Consequently, managers drastically reduced the fishery's total allowable landings, initially by 45 percent, at the beginning of 2007. And that caused North Carolina's 27 percent share of coastwide total allowable landings to plunge from a high of 4.69 million pounds in 2005 to low of 2.1 million pounds at the beginning of this year.
But things aren't quite as bad as they might have been. Thanks to the Jan. 12 Magnuson-Stevens reauthorization, NMFS exercised an option to extend the rebuilding target date from Jan. 1, 2010, to no later than Jan. 1, 2013. Doing so increased the coastwide total allowable landings from 12.983 million pounds to 17.112 million pounds. North Carolina's share likewise rose under the emergency action, from 2.1 million pounds to 2.68 million pounds for 2007 after interstate adjustments (North Carolina vessels occasionally land fish in other states because of weather or inlet conditions on the Outer Banks).
If there's other good news in this scenario, it's that summer flounder prices in North Carolina are at all-time highs, averaging $2.12 a pound in 2006. But high prices don't mean much if there's hardly any quota left, and that's the position in which Tar Heel fishermen will find themselves come fall.
North Carolina's Division of Marine Fisheries, at fishermen's urging, had already split the annual quota 80 percent-20 percent between spring and fall subseasons to give fishermen more capacity during the more favorably priced Lenten season. But with only about 241,228 pounds of quota left, the fall season will be short indeed.
The Division of Marine Fisheries strives to apportion the catch limit around the 80-20 ratio, closing the spring subseason when landings approach the 80 percent mark. However, this year, landings exceeded the 80 percent level faster than anticipated.
Hence, this year's split is more along the lines of 91-9 percent, leaving very little for trawl fishermen to catch this fall.

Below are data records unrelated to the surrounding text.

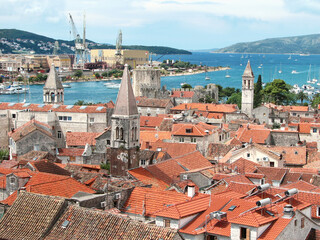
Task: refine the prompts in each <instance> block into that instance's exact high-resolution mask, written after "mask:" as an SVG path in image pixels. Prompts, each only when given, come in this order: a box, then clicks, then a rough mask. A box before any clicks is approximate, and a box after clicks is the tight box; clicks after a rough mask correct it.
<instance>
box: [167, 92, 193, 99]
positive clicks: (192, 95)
mask: <svg viewBox="0 0 320 240" xmlns="http://www.w3.org/2000/svg"><path fill="white" fill-rule="evenodd" d="M193 96H194V92H193V91H172V94H171V96H170V97H172V98H173V97H175V98H192V97H193Z"/></svg>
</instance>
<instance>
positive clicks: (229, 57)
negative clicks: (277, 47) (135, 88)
mask: <svg viewBox="0 0 320 240" xmlns="http://www.w3.org/2000/svg"><path fill="white" fill-rule="evenodd" d="M290 56H291V58H290ZM289 58H290V59H289ZM153 59H154V60H158V61H163V60H166V59H171V60H181V61H188V62H190V63H192V64H202V65H207V66H223V67H226V66H229V67H230V70H228V75H230V78H226V77H225V75H226V71H216V72H208V73H207V76H209V77H210V80H205V73H201V74H194V75H182V76H165V77H162V78H161V84H162V85H166V86H167V89H172V88H179V87H180V84H181V83H189V84H191V85H192V86H196V85H203V86H204V85H206V84H208V83H215V84H220V85H221V86H223V87H235V88H241V82H242V80H241V77H242V74H243V71H244V69H245V67H246V64H247V62H248V60H250V63H251V66H252V70H253V73H254V75H255V81H256V80H257V77H258V75H260V74H261V76H262V81H263V82H265V83H267V82H270V81H272V80H273V79H278V78H280V79H283V80H285V81H286V82H287V83H288V84H290V85H293V84H298V85H300V86H301V85H303V84H307V79H308V75H309V68H310V65H311V72H310V77H311V78H316V79H319V82H320V55H309V56H300V55H288V54H221V53H219V54H216V53H203V52H201V53H197V52H195V53H193V54H192V55H165V56H153ZM279 70H281V71H282V73H279ZM293 70H295V71H296V72H297V73H296V74H292V71H293ZM114 82H117V83H119V82H120V81H114ZM103 83H104V82H103V81H97V82H74V83H71V84H70V85H71V88H66V89H65V104H74V103H75V102H76V101H78V100H84V101H86V102H93V103H98V102H108V101H110V100H112V101H114V102H115V101H116V98H117V94H118V89H116V88H107V87H106V86H104V85H103ZM313 86H314V87H318V86H317V85H316V84H314V85H313ZM42 88H43V85H31V86H30V93H29V94H27V95H26V96H24V95H23V94H20V95H0V102H22V101H23V100H24V98H26V102H29V103H42V101H43V97H42Z"/></svg>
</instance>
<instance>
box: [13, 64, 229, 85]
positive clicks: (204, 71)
mask: <svg viewBox="0 0 320 240" xmlns="http://www.w3.org/2000/svg"><path fill="white" fill-rule="evenodd" d="M229 69H230V67H208V68H207V71H205V70H198V71H192V72H188V71H185V72H181V73H173V72H171V73H170V74H161V77H177V76H184V75H196V74H201V73H205V72H216V71H226V70H229ZM119 80H121V78H113V77H111V78H86V79H84V78H82V79H76V80H65V81H61V83H62V84H63V83H76V82H106V81H119ZM44 83H45V82H34V83H29V84H28V85H43V84H44ZM19 84H20V83H19ZM21 85H25V84H21Z"/></svg>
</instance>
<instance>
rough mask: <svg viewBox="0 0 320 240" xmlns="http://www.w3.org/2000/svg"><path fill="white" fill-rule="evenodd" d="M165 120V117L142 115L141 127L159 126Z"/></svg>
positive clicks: (140, 120)
mask: <svg viewBox="0 0 320 240" xmlns="http://www.w3.org/2000/svg"><path fill="white" fill-rule="evenodd" d="M163 120H164V117H151V116H140V127H145V128H156V127H158V128H159V127H160V125H161V123H162V121H163Z"/></svg>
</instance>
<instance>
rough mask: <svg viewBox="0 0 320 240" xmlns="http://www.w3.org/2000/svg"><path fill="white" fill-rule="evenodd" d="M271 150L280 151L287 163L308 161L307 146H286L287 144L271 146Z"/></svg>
mask: <svg viewBox="0 0 320 240" xmlns="http://www.w3.org/2000/svg"><path fill="white" fill-rule="evenodd" d="M268 148H269V149H270V150H271V151H275V152H278V153H279V154H281V155H282V160H284V161H285V163H286V164H290V165H291V164H292V165H305V164H306V163H307V148H306V147H305V146H301V147H300V146H299V147H285V146H270V147H268Z"/></svg>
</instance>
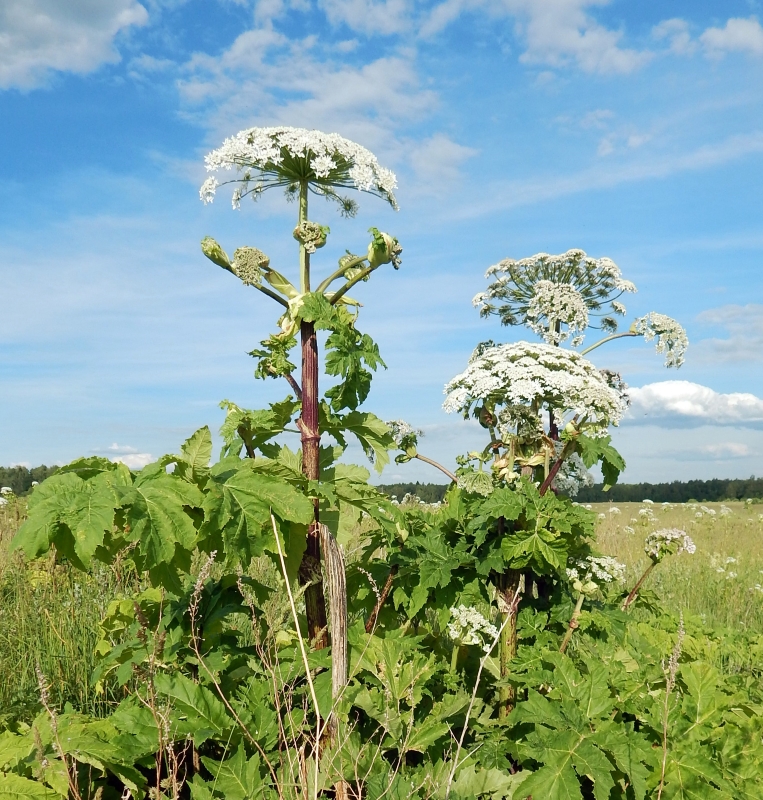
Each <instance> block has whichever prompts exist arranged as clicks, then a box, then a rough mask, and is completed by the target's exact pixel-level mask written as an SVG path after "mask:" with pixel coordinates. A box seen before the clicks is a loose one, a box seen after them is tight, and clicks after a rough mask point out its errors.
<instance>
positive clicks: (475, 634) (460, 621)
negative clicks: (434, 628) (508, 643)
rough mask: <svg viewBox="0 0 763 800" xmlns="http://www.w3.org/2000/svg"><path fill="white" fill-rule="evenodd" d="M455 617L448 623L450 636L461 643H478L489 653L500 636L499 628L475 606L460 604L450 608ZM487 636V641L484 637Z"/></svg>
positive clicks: (477, 643) (483, 648)
mask: <svg viewBox="0 0 763 800" xmlns="http://www.w3.org/2000/svg"><path fill="white" fill-rule="evenodd" d="M450 613H451V614H452V615H453V619H452V620H451V621H450V622H449V623H448V636H450V638H451V639H452V640H453V641H454V642H456V644H459V645H468V644H478V645H480V646H481V647H482V649H483V650H484V651H485V652H486V653H488V652H490V647H491V645H492V644H493V642H494V641H495V639H497V638H498V629H497V628H496V627H495V625H491V623H490V622H488V620H486V619H485V617H483V616H482V614H480V612H479V611H477V609H476V608H474V606H465V605H460V606H458V608H456V607H455V606H454V607H453V608H451V609H450ZM483 636H485V637H487V641H485V639H483Z"/></svg>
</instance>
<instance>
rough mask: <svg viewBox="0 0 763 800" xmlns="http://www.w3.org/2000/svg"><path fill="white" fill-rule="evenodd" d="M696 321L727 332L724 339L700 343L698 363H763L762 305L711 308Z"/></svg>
mask: <svg viewBox="0 0 763 800" xmlns="http://www.w3.org/2000/svg"><path fill="white" fill-rule="evenodd" d="M697 320H698V321H699V322H702V323H705V324H707V325H717V326H718V327H721V328H723V329H725V331H726V332H727V333H728V336H727V337H725V338H717V337H712V338H707V339H702V340H700V341H699V342H698V343H697V346H696V348H695V356H696V360H697V361H700V362H705V363H708V362H709V363H725V364H727V363H729V362H740V363H741V362H746V363H750V362H760V361H761V360H763V305H761V304H759V303H748V304H747V305H744V306H742V305H734V304H729V305H725V306H720V307H719V308H711V309H708V310H707V311H703V312H702V313H701V314H699V315H698V317H697Z"/></svg>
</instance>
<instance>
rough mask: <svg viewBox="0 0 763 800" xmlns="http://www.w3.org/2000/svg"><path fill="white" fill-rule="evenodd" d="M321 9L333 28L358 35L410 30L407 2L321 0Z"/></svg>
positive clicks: (360, 0) (400, 32) (389, 0)
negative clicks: (338, 27) (344, 29)
mask: <svg viewBox="0 0 763 800" xmlns="http://www.w3.org/2000/svg"><path fill="white" fill-rule="evenodd" d="M321 7H322V8H323V9H324V11H325V12H326V16H327V17H328V19H329V22H331V23H332V24H333V25H337V24H340V23H344V24H345V25H348V26H349V27H350V28H352V29H353V30H355V31H358V32H359V33H365V34H369V35H373V34H385V35H389V34H392V33H401V32H402V31H404V30H406V28H408V27H410V21H409V19H408V12H409V9H408V2H407V0H321Z"/></svg>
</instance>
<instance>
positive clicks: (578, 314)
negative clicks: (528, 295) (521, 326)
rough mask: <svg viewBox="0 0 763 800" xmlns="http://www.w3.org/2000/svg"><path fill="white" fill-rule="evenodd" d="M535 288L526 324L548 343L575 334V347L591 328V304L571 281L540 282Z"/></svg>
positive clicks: (556, 342) (579, 343)
mask: <svg viewBox="0 0 763 800" xmlns="http://www.w3.org/2000/svg"><path fill="white" fill-rule="evenodd" d="M533 289H534V293H533V296H532V299H531V300H530V303H529V305H528V308H527V323H526V324H527V326H528V327H529V328H530V329H531V330H533V331H534V332H535V333H537V334H538V335H539V336H540V337H541V338H542V339H543V340H544V341H545V342H548V344H559V343H560V342H564V341H566V340H567V339H569V338H570V336H572V337H573V338H572V345H573V347H576V346H577V345H579V344H580V343H581V342H582V341H583V337H584V335H585V330H586V328H588V306H586V303H585V300H584V299H583V295H582V294H580V292H579V291H578V290H577V289H576V288H575V287H574V286H572V285H571V284H569V283H554V282H553V281H546V280H543V281H538V282H537V283H536V284H535V286H534V287H533ZM564 326H566V328H565V327H564ZM574 334H577V335H574Z"/></svg>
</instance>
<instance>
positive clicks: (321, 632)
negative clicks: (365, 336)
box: [299, 183, 328, 650]
mask: <svg viewBox="0 0 763 800" xmlns="http://www.w3.org/2000/svg"><path fill="white" fill-rule="evenodd" d="M305 220H307V184H306V183H303V184H302V185H301V186H300V191H299V221H300V222H304V221H305ZM299 266H300V285H301V288H302V291H303V292H309V291H310V254H309V253H308V252H307V251H306V250H305V246H304V245H303V244H300V246H299ZM300 334H301V338H302V387H301V388H302V415H301V417H300V420H299V429H300V431H301V433H302V472H303V473H304V475H305V477H306V478H307V479H308V480H313V481H317V480H318V478H319V476H320V440H321V434H320V429H319V425H318V337H317V336H316V334H315V325H314V324H313V323H312V322H302V324H301V325H300ZM314 503H315V518H314V520H313V522H312V523H310V527H309V528H308V531H307V547H306V548H305V554H304V556H303V557H302V563H301V564H300V567H299V580H300V583H301V584H302V586H307V589H306V590H305V615H306V616H307V629H308V636H309V639H310V641H311V642H313V644H314V646H315V648H316V649H317V650H321V649H323V648H324V647H326V646H328V627H327V619H326V598H325V596H324V592H323V577H322V575H321V547H320V521H319V510H318V500H317V499H316V500H315V501H314Z"/></svg>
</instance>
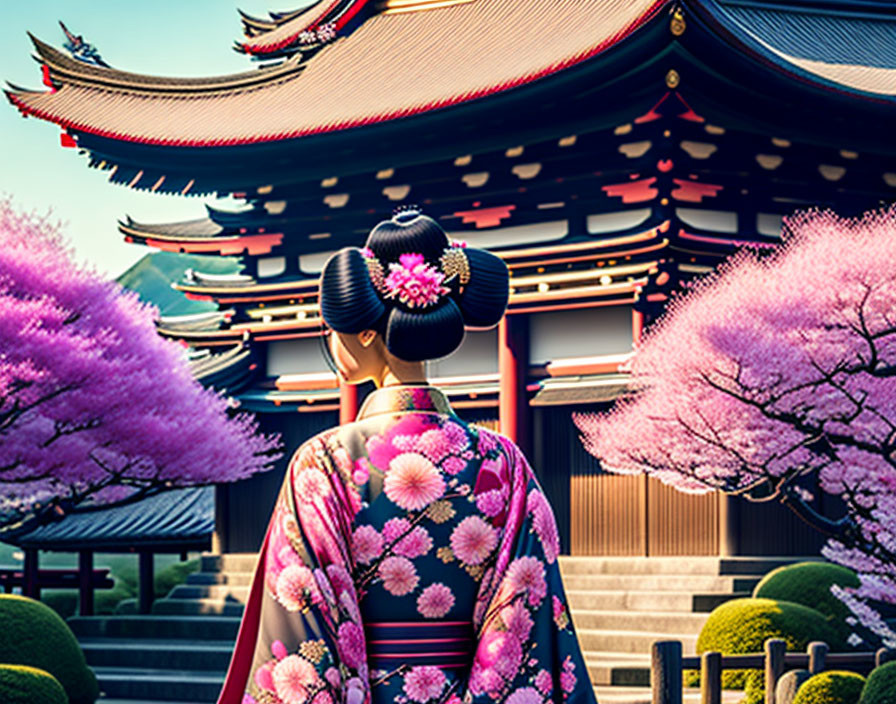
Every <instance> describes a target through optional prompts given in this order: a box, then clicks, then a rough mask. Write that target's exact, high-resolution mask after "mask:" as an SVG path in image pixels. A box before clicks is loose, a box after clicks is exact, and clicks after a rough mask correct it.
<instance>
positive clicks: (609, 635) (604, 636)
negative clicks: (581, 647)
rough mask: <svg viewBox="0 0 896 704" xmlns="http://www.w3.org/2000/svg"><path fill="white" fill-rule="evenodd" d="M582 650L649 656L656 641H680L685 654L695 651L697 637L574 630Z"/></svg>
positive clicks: (682, 635)
mask: <svg viewBox="0 0 896 704" xmlns="http://www.w3.org/2000/svg"><path fill="white" fill-rule="evenodd" d="M576 634H577V635H578V636H579V644H580V645H581V647H582V650H597V651H601V652H613V653H638V654H640V655H644V654H649V653H650V649H651V647H652V646H653V643H654V642H655V641H658V640H680V641H681V645H682V648H683V650H684V652H685V653H694V652H696V651H697V636H696V635H692V634H681V633H647V632H645V631H626V630H612V629H598V628H576Z"/></svg>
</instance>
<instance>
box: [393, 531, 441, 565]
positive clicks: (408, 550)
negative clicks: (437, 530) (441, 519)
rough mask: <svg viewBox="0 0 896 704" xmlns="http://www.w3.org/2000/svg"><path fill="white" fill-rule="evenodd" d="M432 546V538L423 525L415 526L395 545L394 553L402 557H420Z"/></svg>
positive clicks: (428, 550)
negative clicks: (415, 526)
mask: <svg viewBox="0 0 896 704" xmlns="http://www.w3.org/2000/svg"><path fill="white" fill-rule="evenodd" d="M431 548H432V538H431V537H430V535H429V532H428V531H427V530H426V528H424V527H423V526H416V527H415V528H414V529H413V530H412V531H411V532H410V533H408V534H407V535H406V536H405V537H404V538H402V539H401V540H400V541H399V542H398V544H397V545H396V546H395V548H394V550H395V554H396V555H401V556H402V557H408V558H411V559H413V558H415V557H422V556H423V555H425V554H426V553H428V552H429V551H430V549H431Z"/></svg>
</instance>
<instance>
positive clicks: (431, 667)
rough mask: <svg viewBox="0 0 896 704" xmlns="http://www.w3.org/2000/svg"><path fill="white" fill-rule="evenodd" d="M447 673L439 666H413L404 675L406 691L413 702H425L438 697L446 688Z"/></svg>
mask: <svg viewBox="0 0 896 704" xmlns="http://www.w3.org/2000/svg"><path fill="white" fill-rule="evenodd" d="M445 681H446V680H445V673H443V672H442V671H441V670H440V669H439V668H438V667H434V666H432V665H423V666H420V667H412V668H411V669H410V671H409V672H408V673H407V674H406V675H405V676H404V693H405V694H406V695H407V696H408V699H410V700H411V701H413V702H419V703H420V704H423V703H424V702H428V701H430V700H431V699H435V698H436V697H438V696H439V695H440V694H441V693H442V690H443V689H444V688H445Z"/></svg>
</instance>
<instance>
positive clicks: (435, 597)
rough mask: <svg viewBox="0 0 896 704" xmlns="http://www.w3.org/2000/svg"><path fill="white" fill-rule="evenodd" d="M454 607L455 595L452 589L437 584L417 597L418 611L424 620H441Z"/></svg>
mask: <svg viewBox="0 0 896 704" xmlns="http://www.w3.org/2000/svg"><path fill="white" fill-rule="evenodd" d="M452 606H454V594H453V593H452V592H451V589H450V588H448V587H447V586H445V585H444V584H442V583H441V582H436V583H435V584H430V585H429V586H428V587H426V589H424V590H423V591H422V592H421V593H420V596H419V597H417V611H419V612H420V614H421V615H422V616H423V617H424V618H441V617H442V616H444V615H445V614H447V613H448V612H449V611H451V607H452Z"/></svg>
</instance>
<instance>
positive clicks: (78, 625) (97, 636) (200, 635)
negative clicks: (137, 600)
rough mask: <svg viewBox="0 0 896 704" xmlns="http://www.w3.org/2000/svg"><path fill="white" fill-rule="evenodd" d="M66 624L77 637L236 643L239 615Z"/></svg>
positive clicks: (105, 616)
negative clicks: (180, 638) (68, 625)
mask: <svg viewBox="0 0 896 704" xmlns="http://www.w3.org/2000/svg"><path fill="white" fill-rule="evenodd" d="M66 623H68V625H69V627H70V628H71V629H72V631H73V632H74V634H75V636H76V637H78V638H81V637H84V638H186V639H191V640H192V639H196V638H200V639H202V640H230V641H231V642H235V641H236V634H237V633H238V632H239V627H240V617H239V616H217V615H214V614H207V615H203V616H182V615H167V614H135V615H126V616H119V615H115V616H71V617H69V618H68V619H67V620H66Z"/></svg>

Steve George, general manager for Willie R. Etheridge Seafood Co., in Wanchese, says he doesn't know what the trawl boats will do.
"The boats are going to have to struggle really hard," George says. "I do feel sorry for these trawl boats."
Given the meager fall subseason quota to fish on, Christmas money appears to be seriously in doubt for the trawl crews this year.
George says fishermen are hoping for a good fall shrimp season. If that comes to pass, that might keep the trawlers busy and make up, at least in part, for the truncated flounder season.
"It's been real dry," George says, "that's a good sign we might have a shrimp season."
The meager quota left for the fall season is a devastating decrease from just two years ago. Back then, the 80-20 percent split left North Carolina fishermen with nearly a million pounds of the 4.69 million pound annual quota for the fall subseason.
Flounder prices remained high for most of the winter season just past, George says.
"For the most part it was good," he says. "The boats did get a better price than usual," from a low of about $1.25 up to $2 or $2.25, George says. That's consistent with the official state Division of Marine Fisheries average price of $2.12 per pound for 2006.
The quota flip-flops of the past two years have baffled fishermen. They continue to say there are plenty of flounder to be caught.
"I wish I could figure out how they count them," George says. "The science is just not correct."
Extending the stock rebuilding target date from 2010 to 2013 helps fishermen a little bit regarding annual quotas. But just how much of a market will be left for domestic flounder — or whether imported seafood will have completely taken over by that time — remains a legitimate concern.
George says he watched what happened to the market for shark, which was once an easy-to-move item that many seafood retailers and supermarkets carried.
However, with strict quotas limiting supply, the market shifted. Now it's difficult to move shark even when there is a supply.
"They've kind of ruined the market for shark," he says.